I think this happened because every writing book ever written tells amateur writers that first person is easier to write and it's a shortcut to reader empathy. These are lies. Writing first person as found artifact is really hard to do well.
Yes, yes, a thousand times yes. Most young writers make this very mistake. They use first person, think it's easy, or because some idiot writing instructor told them they should, without ever having puzzled through the inherent difficulties of the voice. For what it's worth, I've had such a longstanding suspicion of first person that I pretty much avoided it until 2003, when I wrote "Riding the White Bull" and The Dry Salvages in first person, eleven years after I began writing for publication, and even then I made mistakes. Oh, I almost forgot. In my first novel, The Five of Cups (written in 1992, unpublished until 2003), there are long stretches essentially in first person, and they're rather dreadful. I simply had no idea what I was doing. Fortunately, I realized and switched to third person in all subsequent novels, until The Red Tree, sixteen years later.
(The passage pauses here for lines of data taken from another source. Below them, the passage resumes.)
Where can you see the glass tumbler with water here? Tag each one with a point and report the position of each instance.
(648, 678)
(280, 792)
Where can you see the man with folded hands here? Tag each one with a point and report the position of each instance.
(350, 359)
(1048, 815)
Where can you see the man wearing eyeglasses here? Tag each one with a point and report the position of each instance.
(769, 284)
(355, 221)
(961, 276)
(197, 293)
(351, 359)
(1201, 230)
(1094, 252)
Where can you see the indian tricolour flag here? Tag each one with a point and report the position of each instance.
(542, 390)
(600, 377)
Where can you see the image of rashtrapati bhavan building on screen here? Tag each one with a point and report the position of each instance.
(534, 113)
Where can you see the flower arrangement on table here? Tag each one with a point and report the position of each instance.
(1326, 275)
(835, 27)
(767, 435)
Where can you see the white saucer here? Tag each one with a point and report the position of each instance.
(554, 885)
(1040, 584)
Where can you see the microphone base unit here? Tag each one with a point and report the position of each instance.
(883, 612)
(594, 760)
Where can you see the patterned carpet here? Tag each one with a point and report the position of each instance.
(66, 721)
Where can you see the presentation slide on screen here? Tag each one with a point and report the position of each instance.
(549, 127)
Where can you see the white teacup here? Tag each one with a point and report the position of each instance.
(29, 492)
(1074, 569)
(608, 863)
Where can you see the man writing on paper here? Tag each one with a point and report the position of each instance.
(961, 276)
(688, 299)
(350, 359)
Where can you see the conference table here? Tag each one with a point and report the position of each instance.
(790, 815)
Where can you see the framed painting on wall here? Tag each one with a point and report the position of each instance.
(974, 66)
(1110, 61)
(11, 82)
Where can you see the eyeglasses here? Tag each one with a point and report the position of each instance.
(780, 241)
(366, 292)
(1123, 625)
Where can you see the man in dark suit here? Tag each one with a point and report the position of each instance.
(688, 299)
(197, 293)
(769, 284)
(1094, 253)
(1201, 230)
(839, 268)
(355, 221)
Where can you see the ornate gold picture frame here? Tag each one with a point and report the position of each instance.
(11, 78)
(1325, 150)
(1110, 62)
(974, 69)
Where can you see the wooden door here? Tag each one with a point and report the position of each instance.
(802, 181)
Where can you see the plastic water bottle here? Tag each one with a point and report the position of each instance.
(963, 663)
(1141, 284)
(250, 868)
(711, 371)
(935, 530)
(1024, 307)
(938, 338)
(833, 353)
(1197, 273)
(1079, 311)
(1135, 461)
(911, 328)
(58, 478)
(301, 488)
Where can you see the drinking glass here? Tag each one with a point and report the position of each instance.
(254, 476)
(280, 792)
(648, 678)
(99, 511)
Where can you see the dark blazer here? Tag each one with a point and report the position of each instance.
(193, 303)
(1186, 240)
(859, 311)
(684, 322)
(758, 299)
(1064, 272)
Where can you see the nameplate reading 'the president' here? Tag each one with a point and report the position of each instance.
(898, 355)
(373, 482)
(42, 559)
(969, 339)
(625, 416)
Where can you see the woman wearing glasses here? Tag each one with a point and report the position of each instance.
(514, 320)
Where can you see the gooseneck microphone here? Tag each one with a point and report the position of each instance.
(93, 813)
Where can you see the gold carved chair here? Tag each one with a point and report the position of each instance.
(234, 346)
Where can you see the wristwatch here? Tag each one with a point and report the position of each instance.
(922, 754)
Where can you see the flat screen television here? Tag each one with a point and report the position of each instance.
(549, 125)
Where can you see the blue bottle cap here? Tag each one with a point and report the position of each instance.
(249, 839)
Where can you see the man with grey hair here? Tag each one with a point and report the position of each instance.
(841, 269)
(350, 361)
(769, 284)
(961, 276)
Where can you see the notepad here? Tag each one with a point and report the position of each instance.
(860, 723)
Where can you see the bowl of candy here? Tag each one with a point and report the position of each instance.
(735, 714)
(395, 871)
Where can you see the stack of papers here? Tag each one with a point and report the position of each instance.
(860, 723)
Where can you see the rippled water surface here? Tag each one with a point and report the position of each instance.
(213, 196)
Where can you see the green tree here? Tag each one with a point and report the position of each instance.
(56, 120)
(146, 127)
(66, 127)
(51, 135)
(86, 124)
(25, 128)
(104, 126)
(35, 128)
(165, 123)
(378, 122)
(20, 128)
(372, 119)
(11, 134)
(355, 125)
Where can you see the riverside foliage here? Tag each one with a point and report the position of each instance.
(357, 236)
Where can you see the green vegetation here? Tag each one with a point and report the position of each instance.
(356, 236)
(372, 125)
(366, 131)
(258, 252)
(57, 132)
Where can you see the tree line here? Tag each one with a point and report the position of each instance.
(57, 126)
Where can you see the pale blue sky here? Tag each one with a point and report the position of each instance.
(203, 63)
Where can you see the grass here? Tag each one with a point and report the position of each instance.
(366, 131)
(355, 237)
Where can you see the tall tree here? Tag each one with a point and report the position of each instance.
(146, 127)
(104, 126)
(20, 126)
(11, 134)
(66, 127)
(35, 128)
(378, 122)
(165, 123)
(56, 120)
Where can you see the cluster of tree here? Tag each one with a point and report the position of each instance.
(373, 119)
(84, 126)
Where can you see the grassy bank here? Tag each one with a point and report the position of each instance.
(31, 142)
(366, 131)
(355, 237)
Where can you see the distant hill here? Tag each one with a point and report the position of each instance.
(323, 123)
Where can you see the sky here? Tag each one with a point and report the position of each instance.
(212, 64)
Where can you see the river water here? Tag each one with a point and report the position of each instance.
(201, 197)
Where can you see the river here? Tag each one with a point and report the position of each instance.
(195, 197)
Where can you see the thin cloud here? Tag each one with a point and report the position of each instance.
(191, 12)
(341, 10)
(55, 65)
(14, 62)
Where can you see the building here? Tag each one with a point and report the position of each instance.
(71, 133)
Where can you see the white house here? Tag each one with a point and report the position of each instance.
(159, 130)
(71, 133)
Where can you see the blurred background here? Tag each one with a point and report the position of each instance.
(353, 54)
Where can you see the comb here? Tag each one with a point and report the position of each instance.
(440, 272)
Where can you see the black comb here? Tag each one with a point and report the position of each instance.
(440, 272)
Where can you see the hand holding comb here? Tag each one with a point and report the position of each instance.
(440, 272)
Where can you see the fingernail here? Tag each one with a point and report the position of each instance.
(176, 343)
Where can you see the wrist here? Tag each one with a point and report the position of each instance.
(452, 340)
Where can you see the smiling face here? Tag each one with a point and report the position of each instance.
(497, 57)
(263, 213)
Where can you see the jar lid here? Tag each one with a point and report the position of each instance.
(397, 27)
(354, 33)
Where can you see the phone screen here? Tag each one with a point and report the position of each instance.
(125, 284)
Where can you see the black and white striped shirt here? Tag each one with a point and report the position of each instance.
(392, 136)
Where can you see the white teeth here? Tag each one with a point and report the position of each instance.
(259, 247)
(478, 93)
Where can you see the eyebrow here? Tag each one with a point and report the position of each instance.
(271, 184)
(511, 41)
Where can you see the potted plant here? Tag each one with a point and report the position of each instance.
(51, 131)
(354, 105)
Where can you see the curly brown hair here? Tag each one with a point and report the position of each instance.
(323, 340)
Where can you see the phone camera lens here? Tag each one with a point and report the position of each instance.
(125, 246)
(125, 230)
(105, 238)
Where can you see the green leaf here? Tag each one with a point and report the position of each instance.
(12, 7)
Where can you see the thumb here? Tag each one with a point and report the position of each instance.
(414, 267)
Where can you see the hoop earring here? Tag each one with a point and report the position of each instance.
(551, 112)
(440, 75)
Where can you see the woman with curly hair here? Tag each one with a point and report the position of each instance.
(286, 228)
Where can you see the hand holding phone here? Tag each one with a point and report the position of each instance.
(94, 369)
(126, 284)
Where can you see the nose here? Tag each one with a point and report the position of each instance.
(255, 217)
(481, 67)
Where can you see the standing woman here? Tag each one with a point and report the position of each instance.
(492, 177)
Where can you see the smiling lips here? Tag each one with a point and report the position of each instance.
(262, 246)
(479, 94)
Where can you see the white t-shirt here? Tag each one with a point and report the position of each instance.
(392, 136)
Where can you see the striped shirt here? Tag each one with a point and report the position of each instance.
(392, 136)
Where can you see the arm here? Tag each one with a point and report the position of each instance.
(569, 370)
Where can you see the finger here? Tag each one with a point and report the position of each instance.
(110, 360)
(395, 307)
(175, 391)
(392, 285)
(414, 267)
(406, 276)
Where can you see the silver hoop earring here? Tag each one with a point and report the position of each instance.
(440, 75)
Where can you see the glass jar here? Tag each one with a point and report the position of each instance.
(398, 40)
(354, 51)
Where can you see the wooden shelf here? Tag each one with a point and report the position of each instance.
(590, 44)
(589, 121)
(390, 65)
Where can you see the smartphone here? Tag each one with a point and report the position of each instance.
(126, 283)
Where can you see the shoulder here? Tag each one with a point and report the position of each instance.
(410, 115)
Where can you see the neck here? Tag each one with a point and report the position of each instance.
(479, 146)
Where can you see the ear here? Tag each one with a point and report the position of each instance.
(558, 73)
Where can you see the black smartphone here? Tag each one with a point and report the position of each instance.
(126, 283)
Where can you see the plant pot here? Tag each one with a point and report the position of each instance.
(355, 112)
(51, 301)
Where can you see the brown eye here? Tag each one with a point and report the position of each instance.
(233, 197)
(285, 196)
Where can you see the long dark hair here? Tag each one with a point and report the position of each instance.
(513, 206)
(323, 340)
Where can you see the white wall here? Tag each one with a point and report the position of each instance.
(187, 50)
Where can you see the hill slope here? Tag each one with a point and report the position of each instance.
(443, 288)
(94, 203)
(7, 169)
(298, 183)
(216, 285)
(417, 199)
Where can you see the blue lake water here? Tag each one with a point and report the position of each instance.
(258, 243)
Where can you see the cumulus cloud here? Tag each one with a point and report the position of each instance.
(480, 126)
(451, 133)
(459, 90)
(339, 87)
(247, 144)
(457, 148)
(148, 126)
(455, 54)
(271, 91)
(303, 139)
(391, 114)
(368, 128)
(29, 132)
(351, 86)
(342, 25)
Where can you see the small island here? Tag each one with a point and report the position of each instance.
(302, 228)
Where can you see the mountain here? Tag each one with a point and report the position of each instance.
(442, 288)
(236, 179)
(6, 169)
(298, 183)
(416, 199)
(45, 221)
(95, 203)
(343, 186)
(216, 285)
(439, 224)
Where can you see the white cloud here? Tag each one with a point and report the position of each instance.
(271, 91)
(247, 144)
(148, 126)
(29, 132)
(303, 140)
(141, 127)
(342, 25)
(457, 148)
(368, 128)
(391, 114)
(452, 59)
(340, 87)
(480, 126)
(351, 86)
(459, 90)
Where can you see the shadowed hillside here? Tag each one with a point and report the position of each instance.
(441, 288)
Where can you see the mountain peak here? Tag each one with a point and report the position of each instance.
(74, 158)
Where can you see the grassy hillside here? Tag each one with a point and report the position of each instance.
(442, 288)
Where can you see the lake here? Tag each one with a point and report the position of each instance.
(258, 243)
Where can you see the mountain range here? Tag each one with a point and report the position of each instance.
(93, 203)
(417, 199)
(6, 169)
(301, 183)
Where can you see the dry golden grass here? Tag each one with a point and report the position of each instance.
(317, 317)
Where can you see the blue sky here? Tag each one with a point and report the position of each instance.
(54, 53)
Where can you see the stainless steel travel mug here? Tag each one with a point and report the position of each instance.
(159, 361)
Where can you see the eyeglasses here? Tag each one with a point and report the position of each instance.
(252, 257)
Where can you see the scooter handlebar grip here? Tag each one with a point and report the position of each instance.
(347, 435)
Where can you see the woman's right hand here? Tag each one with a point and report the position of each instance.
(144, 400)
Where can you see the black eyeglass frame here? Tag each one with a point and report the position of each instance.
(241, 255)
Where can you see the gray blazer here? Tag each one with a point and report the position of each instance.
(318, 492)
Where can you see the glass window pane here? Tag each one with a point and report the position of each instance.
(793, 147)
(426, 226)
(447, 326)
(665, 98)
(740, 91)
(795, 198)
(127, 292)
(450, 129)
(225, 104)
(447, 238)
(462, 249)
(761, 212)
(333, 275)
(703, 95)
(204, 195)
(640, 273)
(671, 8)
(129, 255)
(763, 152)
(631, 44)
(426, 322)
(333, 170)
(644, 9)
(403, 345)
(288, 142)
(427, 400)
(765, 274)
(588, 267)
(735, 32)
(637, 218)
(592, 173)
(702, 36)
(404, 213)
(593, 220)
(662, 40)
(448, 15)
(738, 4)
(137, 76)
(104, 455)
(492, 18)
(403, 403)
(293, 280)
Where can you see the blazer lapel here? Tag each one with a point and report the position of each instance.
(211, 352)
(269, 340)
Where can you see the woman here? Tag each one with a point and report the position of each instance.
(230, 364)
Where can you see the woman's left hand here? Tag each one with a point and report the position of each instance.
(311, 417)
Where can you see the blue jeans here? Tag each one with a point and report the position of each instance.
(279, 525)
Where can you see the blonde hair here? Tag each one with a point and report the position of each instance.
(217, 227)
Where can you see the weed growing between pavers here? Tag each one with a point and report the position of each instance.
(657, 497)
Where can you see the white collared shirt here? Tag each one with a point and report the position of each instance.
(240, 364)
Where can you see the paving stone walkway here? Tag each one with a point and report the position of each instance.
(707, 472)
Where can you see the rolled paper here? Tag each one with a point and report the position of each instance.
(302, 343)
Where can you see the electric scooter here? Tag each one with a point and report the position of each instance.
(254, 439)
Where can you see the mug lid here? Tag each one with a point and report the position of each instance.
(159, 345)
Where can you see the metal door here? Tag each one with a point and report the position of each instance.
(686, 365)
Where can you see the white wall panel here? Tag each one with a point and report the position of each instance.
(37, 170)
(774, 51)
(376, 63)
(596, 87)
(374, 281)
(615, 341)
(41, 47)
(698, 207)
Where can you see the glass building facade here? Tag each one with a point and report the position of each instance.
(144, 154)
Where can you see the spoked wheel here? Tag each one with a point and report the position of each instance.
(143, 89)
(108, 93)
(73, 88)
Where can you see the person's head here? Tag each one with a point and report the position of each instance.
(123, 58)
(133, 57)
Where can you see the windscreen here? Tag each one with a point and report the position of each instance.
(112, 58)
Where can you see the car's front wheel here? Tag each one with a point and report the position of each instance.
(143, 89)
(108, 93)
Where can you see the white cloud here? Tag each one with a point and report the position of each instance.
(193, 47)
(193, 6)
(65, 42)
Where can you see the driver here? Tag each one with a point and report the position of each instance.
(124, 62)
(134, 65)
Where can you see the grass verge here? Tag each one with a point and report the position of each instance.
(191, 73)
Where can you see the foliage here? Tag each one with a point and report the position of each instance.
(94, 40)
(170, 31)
I'm going to paste in the rest of bbluemarble's response, because it's easier than paraphrasing:
Maybe that's why it's [First Person Found Artifact] all but disappeared in favor of first person bastardization of third. I can't say that I remember the first book I read that didn't explain why it was in first person (remember when that used to be a rule? Explain that this narrative is an artifact and what sort of artifact it is or the audience will be unable to suspend disbelief!) but I do vividly remember the most unrealistic pseudo-explanation for the narrative being in first person that I ever read. It was something along the lines of "I'm thinking stuff. Right now. These are my thoughts that I'm sending out to the world in the hopes that someone will hear them and maybe write them down." Adhering to that convention actually pulled me right out of the story with thoughts along the lines of "What?! She's a vampire that's psychic enough to compel some random person to write her dying-moments memoir but she can't psychic her friends to help her escape? What a stupid superpower." In that case, it would have been better for the story to just dispense with the whole first person construct and do it in third person limited (but I get the feeling that editors/publishers/the powers that be to working writers thought the average teen reader may have trouble empathizing with a sometimes psychotic vampire that goes on occasional killing sprees and feels no remorse so...I know, write it in first person! Instant empathy!).
Really want to be a good writer who doesn't rely on crutches? Want to solve the problems posed by a given narrative, instead of rushing to what appears to be a quick fix? Then listen to all this shit. And think about it.
Please have a look at the current eBay auctions, and also at the very cool new stuff in Spooky's Dreaming Squid Dollworks & Sundries shop at Etsy (now including a hand-painted Ouija board!)
Okay. More than enough for now. I hurt, and I think I'm going to take a hot bath and lie down for a bit.